Tatar shamails, a kind of religious calligraphy, are considered unique to the Volga-Ural region. Compared to both an icon and a graphic print, a shamail speaks the spiritual language of Quranic sentences, interlaced in splendid ornamental framework. In the local shops you can find a variety of Quran editions in Tatar, Russian and Arabic languages. Some of them are true works of art published on high quality paper with beautifully decorated covers.
You can dress up head to toe Kazan style! Men should go for ‘tubeteika’, a traditional beautifully embroidered Tatar skullcap. Girls should definitely consider getting the ‘kalfak’ — a female headdress. Tatar robes of green or navy blue velvet adorned with national patterns look good on everyone, and the super comfortable boots called ‘ichgi’ will help complete your 100% local look!
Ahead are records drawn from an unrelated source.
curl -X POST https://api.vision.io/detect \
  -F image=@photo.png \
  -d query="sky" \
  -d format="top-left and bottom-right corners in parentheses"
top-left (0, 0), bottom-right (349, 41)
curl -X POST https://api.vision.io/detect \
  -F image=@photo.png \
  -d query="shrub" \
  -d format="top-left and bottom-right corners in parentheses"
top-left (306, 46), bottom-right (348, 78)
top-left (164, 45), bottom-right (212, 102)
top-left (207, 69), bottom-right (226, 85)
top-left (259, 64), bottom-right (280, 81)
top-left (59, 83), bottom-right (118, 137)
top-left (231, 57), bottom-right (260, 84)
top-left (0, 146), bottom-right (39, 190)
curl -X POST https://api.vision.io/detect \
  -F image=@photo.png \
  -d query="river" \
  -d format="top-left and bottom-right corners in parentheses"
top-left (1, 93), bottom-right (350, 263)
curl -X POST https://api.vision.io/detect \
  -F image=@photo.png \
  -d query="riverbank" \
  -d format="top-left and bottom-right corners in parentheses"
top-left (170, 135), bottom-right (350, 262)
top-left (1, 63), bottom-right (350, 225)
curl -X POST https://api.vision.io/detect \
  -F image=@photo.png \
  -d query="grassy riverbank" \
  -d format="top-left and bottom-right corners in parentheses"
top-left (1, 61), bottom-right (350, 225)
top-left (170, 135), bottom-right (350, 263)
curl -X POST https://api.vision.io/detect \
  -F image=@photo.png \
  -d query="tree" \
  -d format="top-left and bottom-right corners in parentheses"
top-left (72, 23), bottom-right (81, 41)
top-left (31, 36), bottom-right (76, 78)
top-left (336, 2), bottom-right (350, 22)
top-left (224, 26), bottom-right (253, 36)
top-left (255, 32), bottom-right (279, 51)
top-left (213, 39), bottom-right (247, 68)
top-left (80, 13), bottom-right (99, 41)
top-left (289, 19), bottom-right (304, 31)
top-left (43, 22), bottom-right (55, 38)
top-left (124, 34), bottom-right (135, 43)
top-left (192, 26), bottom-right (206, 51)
The Tatars traditionally drink tea from small, beautifully decorated ceramic bowls called ‘pialas’. It is believed that holding the bowl with both hands helps to concentrate on the tea and taste all the flavors better. A set of beautifully painted tea bowls can be a great gift, especially if paired with a box of chak-chak.
This is a national Tartar sweet, made from unleavened dough, shaped into hazelnut-sized balls, and then deep-fried in oil and drenched with hot honey. Optionally hazelnuts or dried fruits are added to the mixture. Chak-chak is conveniently packed in plastic boxes and doesn’t need refrigerating.
Herbal liqueurs, called ‘balsams’, are sweet and spicy alcoholic infusions. They are made by maceration of herbs, roots and berries. Balsams and are believed to benefit your health. Use them to flavor your tea and coffee or make cocktails. Check for allergies though. The most popular brands are ‘Bugulma’ and ‘Tatarstan’.
Legend has it that centuries ago in Kazan there was an exceptionally large, agile and brave breed of cats capable of hunting aggressive and strong rats. In 1745, the Empress Elizabeth ordered to bring 30 Kazan cats to the Winter Palace in Saint Petersburg to ward off rodents. The cat remains the symbol of Kazan and cute cat figures can be found in every souvenir shop.
Skan jewelry and artwork
Skan is delicate metalwork made with thin gold, silver or copper twisted threads soldered together on a metal background. In Russia, skan techniques were already used in the 9th and 10th century, but Tatar masters brought the open-worked and relief patterns to perfection. Skan jewelry with gems can make a stunning gift for that special someone.